Slow performance when Using Aggregation along with $geoNear with multiple query condition

4_Bits_Solutions · June 4, 2022, 7:23am

Hi, I hope you can help.
I’m trying to use an aggregation query for $geoNear with multiple conditions in the query key.
the query is super slow (~800ms). But If I use the same query conditions without $geoNear but using $match with exact same condition it works well (~ 25ms). the query has mostly ( $in, $lte, $gte) operators. I don’t understand it works well without $geoNear.

I would appreciate it if you guys could help.
Query: https://gitlab.com/-/snippets/2343327

Tarun_Gaur · June 17, 2022, 10:44am

Hello @4_Bits_Solutions,

Welcome to the community!!

Could you please help me with below things to look into this issue?

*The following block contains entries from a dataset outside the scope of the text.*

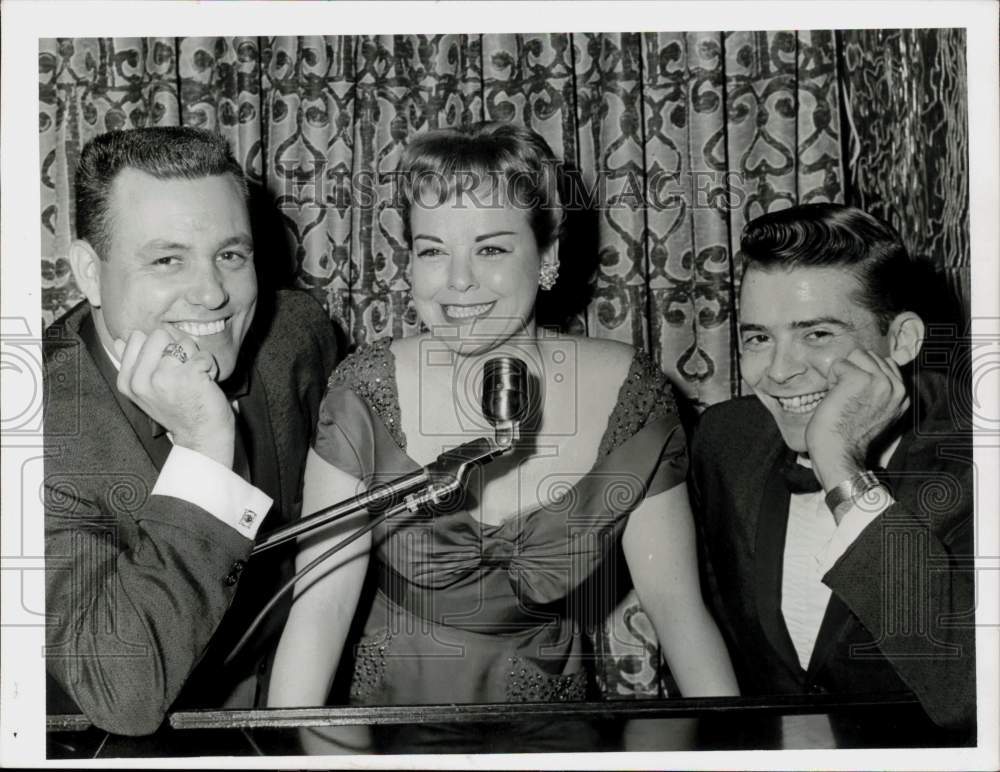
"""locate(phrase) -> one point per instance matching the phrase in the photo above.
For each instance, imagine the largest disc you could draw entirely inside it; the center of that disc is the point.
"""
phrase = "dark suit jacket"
(901, 614)
(136, 584)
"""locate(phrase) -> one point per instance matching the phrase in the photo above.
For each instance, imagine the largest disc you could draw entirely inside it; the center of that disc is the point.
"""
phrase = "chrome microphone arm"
(442, 477)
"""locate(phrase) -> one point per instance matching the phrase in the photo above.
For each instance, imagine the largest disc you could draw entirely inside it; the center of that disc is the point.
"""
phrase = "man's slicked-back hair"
(513, 160)
(163, 152)
(838, 236)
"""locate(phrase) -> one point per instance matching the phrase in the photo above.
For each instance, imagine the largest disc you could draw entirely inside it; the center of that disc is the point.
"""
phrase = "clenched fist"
(179, 391)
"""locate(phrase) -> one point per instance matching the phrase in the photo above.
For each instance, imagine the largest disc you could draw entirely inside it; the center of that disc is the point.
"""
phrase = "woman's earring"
(547, 275)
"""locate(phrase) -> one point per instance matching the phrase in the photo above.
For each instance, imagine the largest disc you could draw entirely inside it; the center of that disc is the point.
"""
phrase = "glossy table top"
(635, 725)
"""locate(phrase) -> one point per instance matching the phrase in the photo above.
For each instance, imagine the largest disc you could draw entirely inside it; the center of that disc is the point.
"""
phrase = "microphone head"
(505, 390)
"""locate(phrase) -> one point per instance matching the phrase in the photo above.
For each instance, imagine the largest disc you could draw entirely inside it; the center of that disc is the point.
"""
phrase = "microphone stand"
(440, 478)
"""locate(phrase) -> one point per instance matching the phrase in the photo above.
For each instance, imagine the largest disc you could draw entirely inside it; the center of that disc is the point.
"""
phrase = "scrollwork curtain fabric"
(674, 140)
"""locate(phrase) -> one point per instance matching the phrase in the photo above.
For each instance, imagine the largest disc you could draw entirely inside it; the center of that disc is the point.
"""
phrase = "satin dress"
(465, 612)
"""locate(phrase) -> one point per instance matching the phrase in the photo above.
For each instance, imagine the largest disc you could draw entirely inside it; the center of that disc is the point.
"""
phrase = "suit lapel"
(258, 439)
(156, 444)
(772, 521)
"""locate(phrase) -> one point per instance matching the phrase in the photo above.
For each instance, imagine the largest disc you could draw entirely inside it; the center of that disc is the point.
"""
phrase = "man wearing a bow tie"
(836, 502)
(180, 403)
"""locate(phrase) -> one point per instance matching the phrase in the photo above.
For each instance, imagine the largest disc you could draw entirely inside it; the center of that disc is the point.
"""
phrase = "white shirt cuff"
(197, 479)
(855, 520)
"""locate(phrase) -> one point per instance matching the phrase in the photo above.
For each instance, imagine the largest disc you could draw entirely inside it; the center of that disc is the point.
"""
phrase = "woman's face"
(475, 270)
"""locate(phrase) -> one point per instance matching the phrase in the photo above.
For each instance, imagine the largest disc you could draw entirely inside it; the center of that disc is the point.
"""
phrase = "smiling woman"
(486, 597)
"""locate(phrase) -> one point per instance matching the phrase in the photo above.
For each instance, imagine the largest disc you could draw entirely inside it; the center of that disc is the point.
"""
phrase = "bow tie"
(798, 478)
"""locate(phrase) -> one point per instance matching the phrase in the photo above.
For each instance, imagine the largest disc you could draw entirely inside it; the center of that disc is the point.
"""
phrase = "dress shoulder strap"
(370, 372)
(645, 395)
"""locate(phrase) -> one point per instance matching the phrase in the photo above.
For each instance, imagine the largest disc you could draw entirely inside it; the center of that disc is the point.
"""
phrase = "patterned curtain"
(673, 142)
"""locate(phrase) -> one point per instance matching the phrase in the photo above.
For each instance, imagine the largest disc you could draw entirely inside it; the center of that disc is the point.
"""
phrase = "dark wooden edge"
(283, 718)
(67, 723)
(277, 718)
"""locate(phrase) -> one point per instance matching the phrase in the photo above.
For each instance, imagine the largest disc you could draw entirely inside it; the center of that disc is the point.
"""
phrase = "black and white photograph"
(505, 384)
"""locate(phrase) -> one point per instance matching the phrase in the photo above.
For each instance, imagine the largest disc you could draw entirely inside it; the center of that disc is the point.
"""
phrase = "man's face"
(180, 257)
(794, 324)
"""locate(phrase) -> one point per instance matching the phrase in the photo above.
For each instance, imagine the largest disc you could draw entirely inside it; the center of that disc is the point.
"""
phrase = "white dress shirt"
(197, 479)
(813, 544)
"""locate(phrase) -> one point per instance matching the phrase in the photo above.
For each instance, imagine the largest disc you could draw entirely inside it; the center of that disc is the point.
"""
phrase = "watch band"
(842, 497)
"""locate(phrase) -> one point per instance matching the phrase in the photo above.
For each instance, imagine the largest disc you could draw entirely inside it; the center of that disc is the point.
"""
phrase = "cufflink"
(847, 494)
(247, 519)
(234, 573)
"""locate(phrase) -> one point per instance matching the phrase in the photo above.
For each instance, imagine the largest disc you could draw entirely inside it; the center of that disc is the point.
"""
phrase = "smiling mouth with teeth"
(458, 312)
(801, 403)
(201, 329)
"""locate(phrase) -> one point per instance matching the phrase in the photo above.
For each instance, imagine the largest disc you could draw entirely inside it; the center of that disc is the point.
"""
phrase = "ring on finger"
(175, 350)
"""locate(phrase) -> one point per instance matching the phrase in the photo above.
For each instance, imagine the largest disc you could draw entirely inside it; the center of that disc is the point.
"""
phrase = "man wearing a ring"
(179, 408)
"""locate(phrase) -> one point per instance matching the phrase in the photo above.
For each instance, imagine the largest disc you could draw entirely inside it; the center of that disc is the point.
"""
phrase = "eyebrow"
(801, 325)
(482, 237)
(495, 233)
(241, 240)
(164, 244)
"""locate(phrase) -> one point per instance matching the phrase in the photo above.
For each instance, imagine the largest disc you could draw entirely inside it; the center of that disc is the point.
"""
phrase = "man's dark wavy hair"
(838, 236)
(164, 152)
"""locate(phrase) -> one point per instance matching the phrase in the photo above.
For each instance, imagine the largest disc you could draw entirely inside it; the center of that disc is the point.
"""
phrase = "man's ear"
(86, 267)
(906, 337)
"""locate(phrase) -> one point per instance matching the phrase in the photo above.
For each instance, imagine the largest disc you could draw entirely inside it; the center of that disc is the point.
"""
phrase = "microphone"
(505, 404)
(505, 397)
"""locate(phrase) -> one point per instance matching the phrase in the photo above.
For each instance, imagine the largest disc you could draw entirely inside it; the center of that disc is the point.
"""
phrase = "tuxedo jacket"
(901, 614)
(138, 584)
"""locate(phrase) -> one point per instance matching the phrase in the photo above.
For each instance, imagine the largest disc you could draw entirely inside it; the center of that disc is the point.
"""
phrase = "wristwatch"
(842, 497)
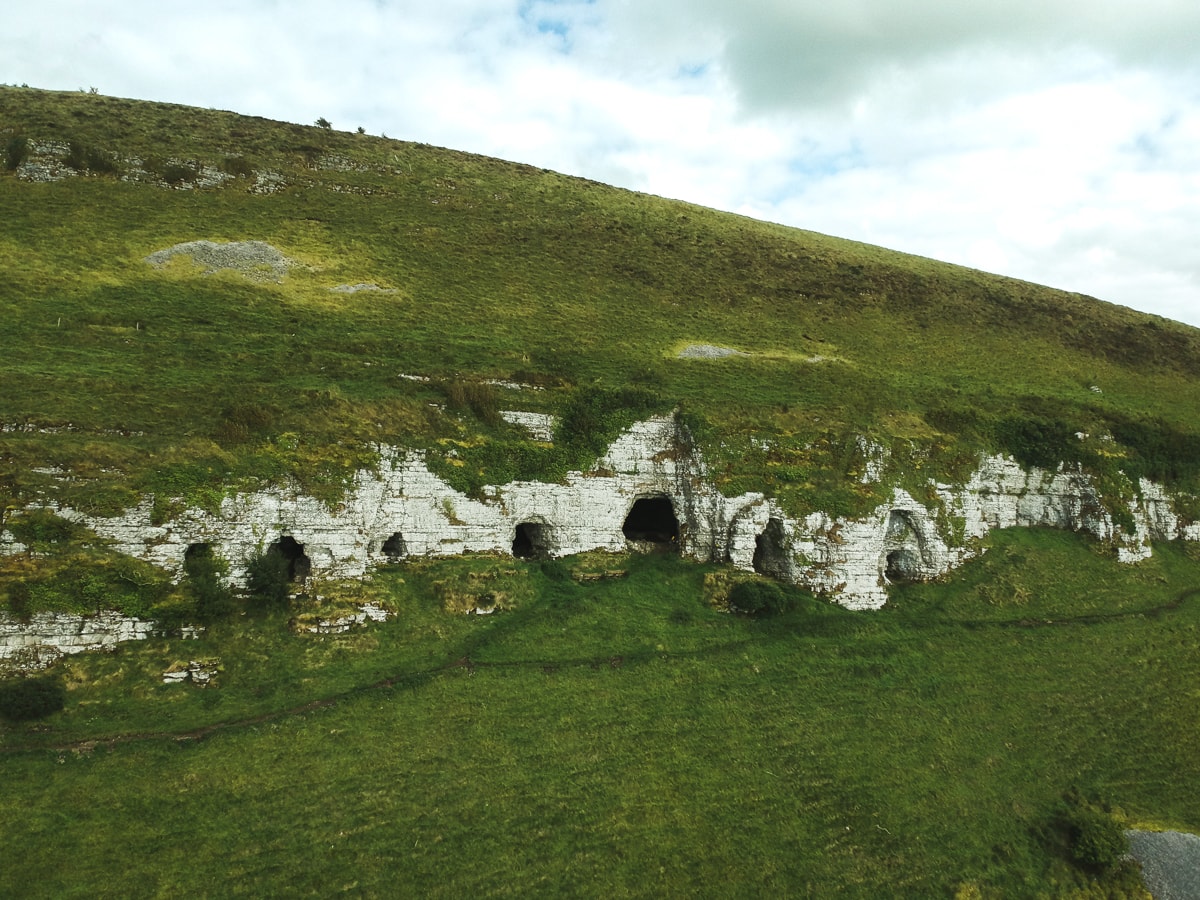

What is your deployment topology (e.g. standalone, replica set, sharded cluster)?
What is the exact version of your MongoDB?
Please run both queries with explain in executionStats mode and share the output.

Regards,
Tarun Gaur

4_Bits_Solutions · June 19, 2022, 2:33pm

Thanks, Tarun for the response. I really appreciate that. Here are the things that might help you look into the issue more closely.

It’s a replica set (on Aws)
MongoDB server version - 4.2.20
QueryPlan-$geoNear QueryPlan-$match

Thanks,
Amit

Tarun_Gaur · June 29, 2022, 7:02am

Hi Amit,

In the explain query output shared, we can see that in the match query specific indexes are being used such as

"indexName" : "minEnergySpectrum_1"
"indexName" : "maxEnergySpectrum_1"
"indexName" : "totalAvgRating_1"
.
.
so on

where as in geoNear query only below index is being used

"indexName" : "location.coordinates_2dsphere"

This changes how the query planner works and basically we cannot say that both query are same or work similarly hence you can see the difference between the outputs in executionStats section of the output

Below are the parameters from $match query
  			"executionSuccess" : true,
  			"nReturned" : 223,
  			"executionTimeMillis" : 90,
  			"totalKeysExamined" : 4517,
  			"totalDocsExamined" : 4187
Below are the parameters from $geoNear query
            "executionSuccess" : true,
  			"nReturned" : 223,
  			"executionTimeMillis" : 809,
  			"totalKeysExamined" : 89476,
  			"totalDocsExamined" : 177470
explain.executionStats.nReturned

Number of documents that match the query condition. nReturned corresponds to the n field returned by cursor.explain() in earlier versions of MongoDB.
Here we can see that number of returned documents are same.
explain.executionStats.executionTimeMillis

Total time in milliseconds required for query plan selection and query execution. executionTimeMillis corresponds to the millis field returned by cursor.explain() in earlier versions of MongoDB.
Here we can see that time taken to execute both queries differ.
explain.executionStats.totalKeysExamined

Number of index entries scanned. totalKeysExamined corresponds to the nscanned field returned by cursor.explain() in earlier versions of MongoDB.
Here we can see the difference in index entries scanned of both queries.
explain.executionStats.totalDocsExamined

Number of documents examined during query execution. Common query execution stages that examine documents are COLLSCAN and FETCH .
Here we can see documents scanned for $geoNear Query are way higher than $match query.

NOTE:
totalDocsExamined refers to the total number of documents examined and not to the number of documents returned. For example, a stage can examine a document in order to apply a filter. If the document is filtered out, then it has been examined but will not be returned as part of the query result set.

If a document is examined multiple times during query execution, totalDocsExamined counts each examination. That is, totalDocsExamined is not a count of the total number of unique documents examined.

Generally, MongoDB only uses one index to fulfill most queries. However, each clause of an $or query may use a different index, and in addition, MongoDB can use an intersection of multiple indexes. Reference document to check Indexing Strategies.

Materialized view is one possibility for performance improvement. It does this by pre-aggregating the complex query into a different collection, and thus the filter part of the final FETCH stage of the geo query is basically pre-calculated so it may improve performance at the expense of disk space. Materialized view is the recommended method for certain workloads where a regular non-materialized view cannot be used due to how it currently works in MongoDB (see View creation ). One of which is that views currently do not support $geoNear stage.

Although superficially both queries look similar at a glance, these are two very different queries, with very different execution plan, using very different indexes. Thus they cannot be compared apple-to-apple. The geo query does a lot more work, which is reflected in the explain output.

Thanks,
Tarun

system · July 6, 2022, 8:49am

This topic was automatically closed 5 days after the last reply. New replies are no longer allowed.